Dead Letter Queues and Retry Strategies

Series: Designing a Microservice-Friendly Datahub

In event-driven systems, failure is not an edge case—it’s the default state waiting to happen. Networks drop packets. Services restart. Code contains bugs. Messages arrive twice, late, or malformed.

The question is not “How do we prevent failure?”
The real question is “What do we do when failure inevitably happens?”

Dead Letter Queues (DLQs) and retry strategies are the answer—but only when used deliberately.
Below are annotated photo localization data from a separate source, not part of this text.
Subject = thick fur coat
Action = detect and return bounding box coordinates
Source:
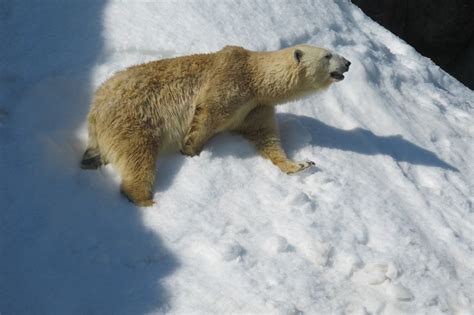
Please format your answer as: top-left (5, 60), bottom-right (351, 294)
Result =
top-left (82, 45), bottom-right (350, 206)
This article explains why they exist, how they work, and how to implement them correctly using the same tools you’ve seen throughout this series: PHP, Redis Streams, .NET, RabbitMQ, and Node.js.

The Core Principle: Failure Is Normal

In synchronous systems, failure is immediate and obvious.
In asynchronous systems, failure is deferred—and that makes it more dangerous.
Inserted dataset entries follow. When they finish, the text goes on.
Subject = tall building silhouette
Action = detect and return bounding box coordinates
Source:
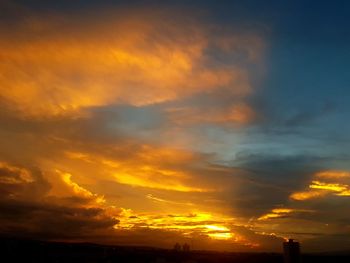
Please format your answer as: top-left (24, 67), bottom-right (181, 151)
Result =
top-left (283, 239), bottom-right (301, 263)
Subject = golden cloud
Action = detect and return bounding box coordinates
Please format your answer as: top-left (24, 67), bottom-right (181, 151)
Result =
top-left (64, 147), bottom-right (214, 193)
top-left (0, 5), bottom-right (271, 250)
top-left (0, 160), bottom-right (120, 237)
top-left (290, 170), bottom-right (350, 200)
top-left (0, 8), bottom-right (264, 118)
top-left (258, 208), bottom-right (313, 221)
top-left (289, 190), bottom-right (327, 201)
top-left (115, 208), bottom-right (237, 241)
top-left (258, 208), bottom-right (294, 221)
top-left (59, 170), bottom-right (106, 205)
Without explicit failure handling:

Messages disappear
Pipelines stall silently
State diverges slowly
Bugs surface days later

DLQs exist to make failure visible, contained, and reversible.

What Is a Dead Letter Queue (Really)?

A Dead Letter Queue is not a trash bin.

It is:

A quarantine zone for unprocessable messages
A pressure-release valve for pipelines
A forensic record of what went wrong

Messages land in a DLQ when:

They fail processing too many times
They are structurally invalid
They are “poison messages” (always fail)

Nothing should land in a DLQ silently.

Retry vs DLQ: Know the Difference

Retries are for temporary failures

Network timeouts
Service restarts
Rate limits
Brief unavailability

DLQs are for deterministic failures

Invalid payloads
Unsupported event versions
Missing required data
Logic bugs

Retrying deterministic failures forever is how queues die.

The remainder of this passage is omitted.